Sunday, May 07, 2006

Nature vs. Nurture - Freakonomics Style

Stephen Dubner and Steven Levitt's article, "A Star is Made" in the NY Times Sunday magazine argues based on research done by Anders Ericsson at FSU that talent is overrated as a predictor of performance. In practice expert performers in surgery, ballet, tennis or most any other activity are made not born. Much like their approach in their best-selling book Freakonomics (and the interesting related blog) they start with an anomalous fact ("most elite soccer players are born early in the calendar year") and their hypotheses about the answer leads them to understand the imporatnce of deliberate practice as the dominant factor in explaining performance differences.

Some excerpts:

Ericsson and his colleagues have thus taken to studying expert performers in a wide range of pursuits, including soccer, golf, surgery, piano playing, Scrabble, writing, chess, software design, stock picking and darts. They gather all the data they can, not just performance statistics and biographical details but also the results of their own laboratory experiments with high achievers.

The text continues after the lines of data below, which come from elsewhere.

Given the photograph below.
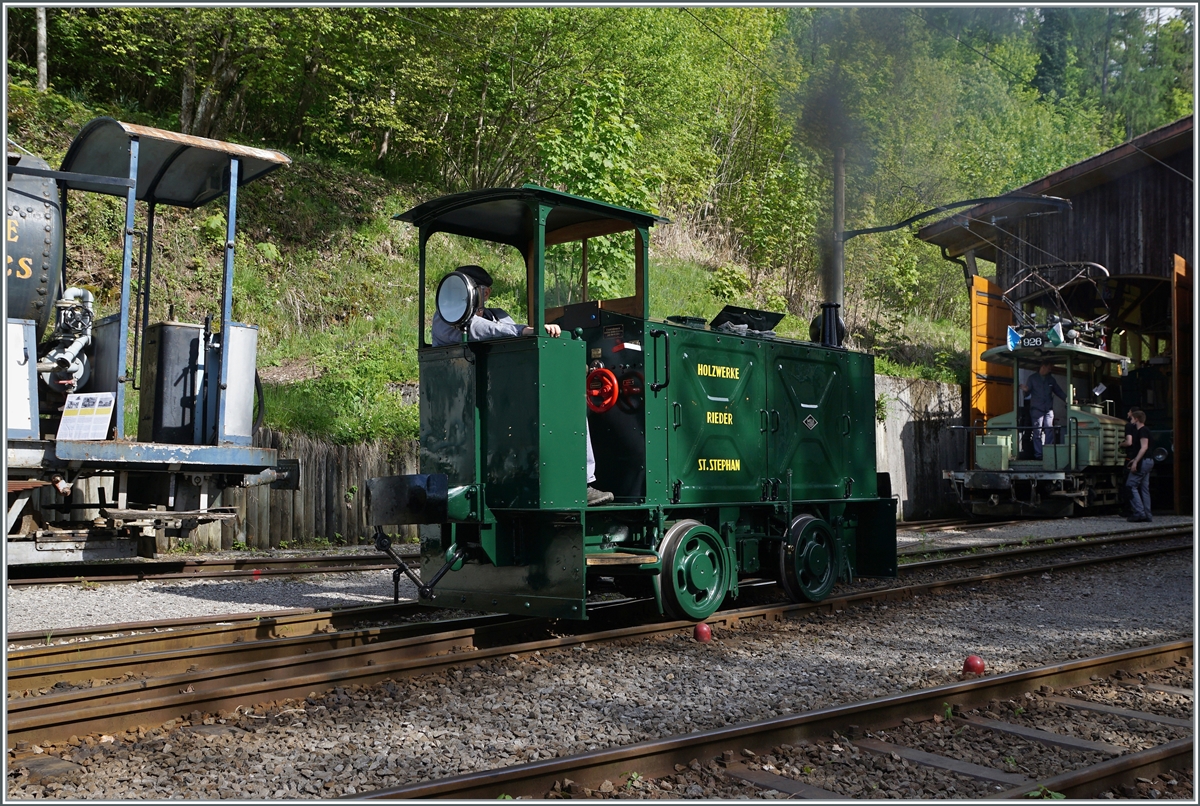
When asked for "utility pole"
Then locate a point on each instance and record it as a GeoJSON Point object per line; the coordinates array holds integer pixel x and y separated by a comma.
{"type": "Point", "coordinates": [42, 71]}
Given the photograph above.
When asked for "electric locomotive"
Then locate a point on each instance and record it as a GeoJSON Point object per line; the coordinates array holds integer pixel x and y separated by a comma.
{"type": "Point", "coordinates": [731, 452]}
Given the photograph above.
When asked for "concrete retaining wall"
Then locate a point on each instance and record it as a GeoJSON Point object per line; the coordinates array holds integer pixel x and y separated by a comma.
{"type": "Point", "coordinates": [913, 445]}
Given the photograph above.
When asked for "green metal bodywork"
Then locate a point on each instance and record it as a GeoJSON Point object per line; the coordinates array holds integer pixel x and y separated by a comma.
{"type": "Point", "coordinates": [737, 433]}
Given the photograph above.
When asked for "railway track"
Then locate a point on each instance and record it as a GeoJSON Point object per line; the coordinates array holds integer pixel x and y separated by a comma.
{"type": "Point", "coordinates": [223, 567]}
{"type": "Point", "coordinates": [778, 755]}
{"type": "Point", "coordinates": [154, 674]}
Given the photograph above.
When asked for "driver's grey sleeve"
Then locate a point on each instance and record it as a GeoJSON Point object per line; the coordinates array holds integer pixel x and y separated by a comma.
{"type": "Point", "coordinates": [444, 332]}
{"type": "Point", "coordinates": [480, 329]}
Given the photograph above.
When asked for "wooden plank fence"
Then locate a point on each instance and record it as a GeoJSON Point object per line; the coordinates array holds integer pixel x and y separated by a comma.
{"type": "Point", "coordinates": [329, 504]}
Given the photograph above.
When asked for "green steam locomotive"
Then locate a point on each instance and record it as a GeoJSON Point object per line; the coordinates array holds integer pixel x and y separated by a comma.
{"type": "Point", "coordinates": [730, 452]}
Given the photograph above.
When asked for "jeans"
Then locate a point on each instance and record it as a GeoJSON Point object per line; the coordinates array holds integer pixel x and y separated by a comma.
{"type": "Point", "coordinates": [1043, 425]}
{"type": "Point", "coordinates": [1139, 488]}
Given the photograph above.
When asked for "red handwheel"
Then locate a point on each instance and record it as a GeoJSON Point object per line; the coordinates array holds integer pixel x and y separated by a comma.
{"type": "Point", "coordinates": [603, 390]}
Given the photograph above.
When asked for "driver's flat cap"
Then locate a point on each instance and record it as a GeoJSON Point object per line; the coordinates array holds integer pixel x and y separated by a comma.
{"type": "Point", "coordinates": [478, 274]}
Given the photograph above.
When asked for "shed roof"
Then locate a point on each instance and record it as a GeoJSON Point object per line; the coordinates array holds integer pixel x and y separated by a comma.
{"type": "Point", "coordinates": [1061, 354]}
{"type": "Point", "coordinates": [503, 215]}
{"type": "Point", "coordinates": [173, 168]}
{"type": "Point", "coordinates": [954, 234]}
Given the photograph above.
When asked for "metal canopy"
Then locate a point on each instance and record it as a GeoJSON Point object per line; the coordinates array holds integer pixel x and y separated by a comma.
{"type": "Point", "coordinates": [504, 216]}
{"type": "Point", "coordinates": [174, 169]}
{"type": "Point", "coordinates": [1061, 354]}
{"type": "Point", "coordinates": [977, 228]}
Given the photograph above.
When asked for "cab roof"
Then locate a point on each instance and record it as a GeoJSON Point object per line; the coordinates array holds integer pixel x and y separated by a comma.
{"type": "Point", "coordinates": [173, 168]}
{"type": "Point", "coordinates": [503, 215]}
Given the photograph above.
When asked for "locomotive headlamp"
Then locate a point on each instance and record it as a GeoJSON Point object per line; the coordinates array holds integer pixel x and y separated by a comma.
{"type": "Point", "coordinates": [459, 298]}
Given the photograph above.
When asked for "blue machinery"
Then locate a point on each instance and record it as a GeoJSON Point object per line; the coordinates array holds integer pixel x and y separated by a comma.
{"type": "Point", "coordinates": [196, 383]}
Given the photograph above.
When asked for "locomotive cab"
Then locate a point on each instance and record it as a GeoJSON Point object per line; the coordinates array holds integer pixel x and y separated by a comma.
{"type": "Point", "coordinates": [1081, 461]}
{"type": "Point", "coordinates": [730, 452]}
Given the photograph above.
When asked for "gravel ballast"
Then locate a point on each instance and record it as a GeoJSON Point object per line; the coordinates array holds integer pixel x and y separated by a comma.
{"type": "Point", "coordinates": [514, 710]}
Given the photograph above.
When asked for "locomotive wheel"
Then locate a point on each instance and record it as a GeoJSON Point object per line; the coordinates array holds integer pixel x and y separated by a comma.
{"type": "Point", "coordinates": [809, 559]}
{"type": "Point", "coordinates": [695, 575]}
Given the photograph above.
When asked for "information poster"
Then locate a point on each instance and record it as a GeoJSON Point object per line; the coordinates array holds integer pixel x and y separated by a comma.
{"type": "Point", "coordinates": [87, 416]}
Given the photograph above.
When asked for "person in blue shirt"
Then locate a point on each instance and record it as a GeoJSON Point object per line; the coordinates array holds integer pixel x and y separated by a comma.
{"type": "Point", "coordinates": [1042, 388]}
{"type": "Point", "coordinates": [487, 323]}
{"type": "Point", "coordinates": [496, 323]}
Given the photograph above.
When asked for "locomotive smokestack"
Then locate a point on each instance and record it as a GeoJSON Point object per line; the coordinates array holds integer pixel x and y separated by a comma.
{"type": "Point", "coordinates": [835, 272]}
{"type": "Point", "coordinates": [833, 266]}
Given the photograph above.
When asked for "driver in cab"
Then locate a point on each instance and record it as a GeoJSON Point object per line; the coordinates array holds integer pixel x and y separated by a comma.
{"type": "Point", "coordinates": [496, 323]}
{"type": "Point", "coordinates": [487, 323]}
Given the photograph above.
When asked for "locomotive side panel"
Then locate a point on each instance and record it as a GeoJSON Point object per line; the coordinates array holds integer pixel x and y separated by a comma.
{"type": "Point", "coordinates": [33, 245]}
{"type": "Point", "coordinates": [715, 419]}
{"type": "Point", "coordinates": [618, 435]}
{"type": "Point", "coordinates": [544, 576]}
{"type": "Point", "coordinates": [861, 407]}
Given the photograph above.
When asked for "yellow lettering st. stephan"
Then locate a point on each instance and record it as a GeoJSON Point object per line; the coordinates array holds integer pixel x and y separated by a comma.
{"type": "Point", "coordinates": [720, 464]}
{"type": "Point", "coordinates": [713, 371]}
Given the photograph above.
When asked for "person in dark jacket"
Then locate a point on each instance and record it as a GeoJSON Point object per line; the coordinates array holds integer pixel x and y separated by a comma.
{"type": "Point", "coordinates": [1042, 388]}
{"type": "Point", "coordinates": [1140, 464]}
{"type": "Point", "coordinates": [496, 323]}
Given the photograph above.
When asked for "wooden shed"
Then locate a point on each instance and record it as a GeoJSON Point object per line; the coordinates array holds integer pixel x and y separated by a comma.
{"type": "Point", "coordinates": [1123, 251]}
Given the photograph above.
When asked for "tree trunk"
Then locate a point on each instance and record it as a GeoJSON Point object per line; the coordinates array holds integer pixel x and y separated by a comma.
{"type": "Point", "coordinates": [42, 70]}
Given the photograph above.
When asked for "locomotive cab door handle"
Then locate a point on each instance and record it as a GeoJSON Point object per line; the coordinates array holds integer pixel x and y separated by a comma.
{"type": "Point", "coordinates": [666, 361]}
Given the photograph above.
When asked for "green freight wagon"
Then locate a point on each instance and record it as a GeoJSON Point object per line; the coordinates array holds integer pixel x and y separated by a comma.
{"type": "Point", "coordinates": [731, 453]}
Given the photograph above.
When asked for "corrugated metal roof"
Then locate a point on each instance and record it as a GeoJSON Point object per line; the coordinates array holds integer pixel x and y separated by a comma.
{"type": "Point", "coordinates": [173, 168]}
{"type": "Point", "coordinates": [954, 234]}
{"type": "Point", "coordinates": [503, 215]}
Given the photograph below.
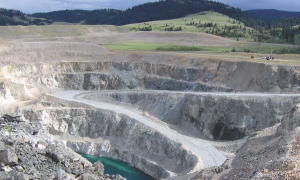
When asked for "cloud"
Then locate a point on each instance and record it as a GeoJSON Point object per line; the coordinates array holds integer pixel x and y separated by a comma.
{"type": "Point", "coordinates": [291, 5]}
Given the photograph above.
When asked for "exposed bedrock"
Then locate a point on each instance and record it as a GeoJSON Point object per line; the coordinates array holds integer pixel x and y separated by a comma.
{"type": "Point", "coordinates": [139, 73]}
{"type": "Point", "coordinates": [104, 133]}
{"type": "Point", "coordinates": [218, 117]}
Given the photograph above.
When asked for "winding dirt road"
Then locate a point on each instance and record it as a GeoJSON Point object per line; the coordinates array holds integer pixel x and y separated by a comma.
{"type": "Point", "coordinates": [207, 154]}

Their work, compiled in the "Cambridge Handbook of Expertise and Expert Performance," a 900-page academic book that will be published next month, makes a rather startling assertion: the trait we commonly call talent is highly overrated. Or, put another way, expert performers — whether in memory or surgery, ballet or computer programming — are nearly always made, not born. And yes, practice does make perfect. These may be the sort of clichés that parents are fond of whispering to their children. But these particular clichés just happen to be true.